Can anyone help with the following please. Im looking to run a tstats query against the Web Data Model but exclude results where a user has been referrered to a destination.
If I run this directly against the index, it runs fine, but returns nothing when running it against the DM.
Query:
| tstats summariesonly
count from datamodel=Web where Web.dest=kali AND Web.http_method=POST NOT Web.category="Web Ads/Analytics" NOT Web.http_user_agent="Mozilla/5.0 Zoom.App" NOT Web.http_referrer="*"
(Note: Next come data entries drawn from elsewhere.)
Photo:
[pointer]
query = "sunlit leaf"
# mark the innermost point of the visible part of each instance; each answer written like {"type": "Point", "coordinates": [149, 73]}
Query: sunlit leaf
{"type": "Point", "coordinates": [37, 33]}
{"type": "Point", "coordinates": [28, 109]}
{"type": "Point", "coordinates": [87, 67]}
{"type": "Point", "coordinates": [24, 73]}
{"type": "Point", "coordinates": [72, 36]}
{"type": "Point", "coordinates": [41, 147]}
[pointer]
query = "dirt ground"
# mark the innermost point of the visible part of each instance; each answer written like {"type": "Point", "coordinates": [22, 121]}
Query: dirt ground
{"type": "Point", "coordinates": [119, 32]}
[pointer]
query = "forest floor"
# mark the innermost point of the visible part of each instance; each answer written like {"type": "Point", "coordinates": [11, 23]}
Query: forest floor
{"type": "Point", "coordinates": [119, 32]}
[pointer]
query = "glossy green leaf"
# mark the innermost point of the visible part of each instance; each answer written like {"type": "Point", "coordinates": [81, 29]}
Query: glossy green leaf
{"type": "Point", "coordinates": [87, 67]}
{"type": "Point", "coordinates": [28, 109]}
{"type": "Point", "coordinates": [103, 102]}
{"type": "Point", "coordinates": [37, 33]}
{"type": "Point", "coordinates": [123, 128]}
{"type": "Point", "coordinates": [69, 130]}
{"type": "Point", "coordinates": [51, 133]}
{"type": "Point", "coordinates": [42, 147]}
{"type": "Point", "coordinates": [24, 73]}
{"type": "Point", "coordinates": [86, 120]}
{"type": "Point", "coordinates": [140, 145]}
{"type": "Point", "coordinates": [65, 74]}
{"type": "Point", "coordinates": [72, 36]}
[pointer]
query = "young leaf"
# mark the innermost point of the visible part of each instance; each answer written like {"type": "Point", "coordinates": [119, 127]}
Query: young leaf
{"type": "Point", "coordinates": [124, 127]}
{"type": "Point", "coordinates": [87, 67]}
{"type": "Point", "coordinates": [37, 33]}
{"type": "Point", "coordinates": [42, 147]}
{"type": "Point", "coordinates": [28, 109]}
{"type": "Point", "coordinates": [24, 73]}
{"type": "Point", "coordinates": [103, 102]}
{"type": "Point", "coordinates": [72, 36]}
The other NOT statements work fine, but the NOT against Web.http_referrer just returns no results. I have tried using != instead of the NOT but I get the same problem.
Any ideas?
Looking at your query, I think the issue lies with the fact the the http_referrer field should be populated with something, even if it is "unknown", which I believe is what the datamodel autopopulates into an empty field. The code below should fix that?
| tstats summariesonly count from datamodel=Web where Web.dest=kali AND Web.http_method=POST NOT Web.category="Web Ads/Analytics" NOT Web.http_user_agent="Mozilla/5.0 Zoom.App" NOT Web.http_referrer="unknown"
Yeah you could use this search to see too
| tstats values(http_referrer) from datamodel=Web
Wouldn't that be
| tstats values(Web.http_referrer) from datamodel=Web
?
Sure 🙂 ... my phone really doesn’t like it when I try typing that though. Was hoping someone would comment like you did.
As a tangientially related query, any idea what generates that particular user agent?
Is the datamodel accelerated? If not, tstats wont work because it only works on indexed fields within tsidx files.
yes its accelerated. It works fine. The only problem is excluding from the results URL's that people have been referred to.
I only want to see when people have browsed straight to the site in question rather than referrals which produces too much noise.